【岩手県 仮設住宅調査】復興の情報源は圧倒的に行政から

市町村は外部と連携して広報力の強化を

 岩手県における仮設住宅の調査結果が発表された。本調査は、北は宮古市から南は陸前高田市まで、沿岸6市町の仮設団地住民を対象に、いわて連携復興センターが岩手県や各市町村の協力の元で半年に一度行っているもの。生活環境や就労、コミュニティの状況、住まいの見通しなどについてまとめられた。

岩手県 仮設住宅調査

 被災地全体として大きな課題となっている住まいの見通しについて、全体では27%の方が「既に見通しが立っている」となり、昨年7月に行った前回調査の13%の2倍を超える結果となった。進捗が見られるのは喜ばしい一方、「何もしていない」「検討し始めている」が各3割と、半数以上が具体的な見通しが見えていない状況だ。

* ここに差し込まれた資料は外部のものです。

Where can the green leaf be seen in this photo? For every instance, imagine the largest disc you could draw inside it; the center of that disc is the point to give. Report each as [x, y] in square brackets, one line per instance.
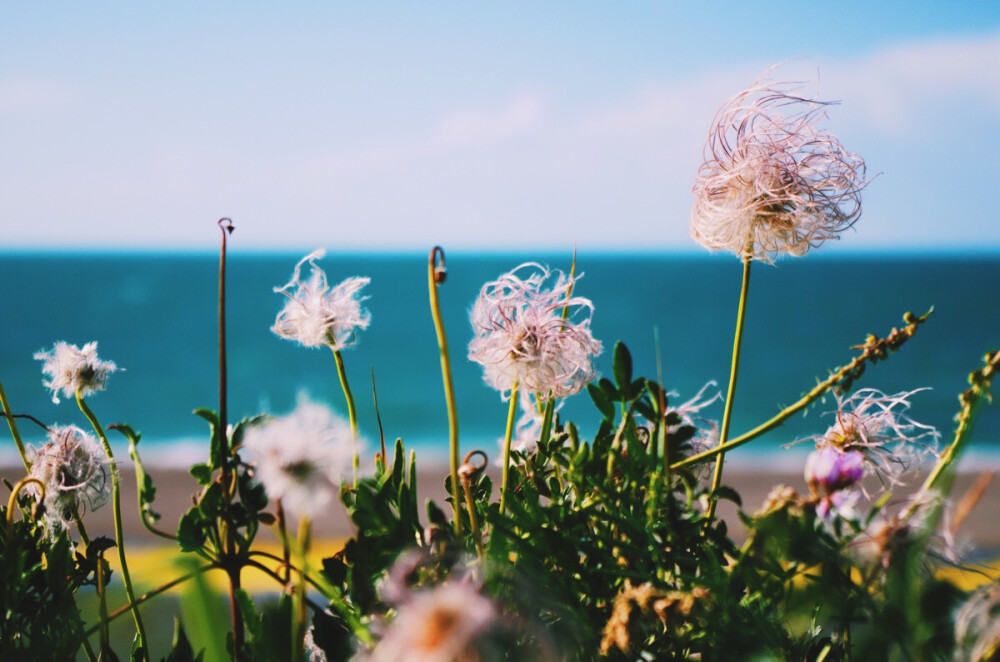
[215, 458]
[604, 405]
[202, 473]
[180, 647]
[621, 367]
[190, 533]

 見通しの見えていない層にその理由を聞くと「高台移転、区画整理等、確定するのを待っている」が49%と、復興の進捗情報の重要性が見て取れる。そして着目すべきは、住まいの見通しと情報満足度の関係性だろう。住まいの見通しがある人の53%が、今後の生活に必要な情報に対して満足している一方、見通しのない人の満足している割合は36%に留まる。必要な情報は「無い」だけでなく「伝わっていない」現状が見て取れる。(図1住まいの見通しと情報満足度)

 もう一つ着目すべきは、住民の情報取得手段だ。新聞(38%)やテレビ(30%)、インターネット(5%)を大きく上回るのが「市町村広報」で、76%という結果となった。様々なメディアがある中だが、行政側が直接伝える重要性が明らかだ。(図2 復興に関する情報を得る手段)

 役場内で横断的に情報を収集し、住民に対して分かり易く届ける。市町村は広報力の強化が急務だが、一方多くの復興事業でマンパワー不足が続く中、行政だけでそれを行うは厳しい現状もある。例えば我々RCFも釜石の住民コミュニケーションをお手伝いしている。復興支援員などの仕組みを活用しながら、いかに外部と連携していくのかが問われていると言えるだろう。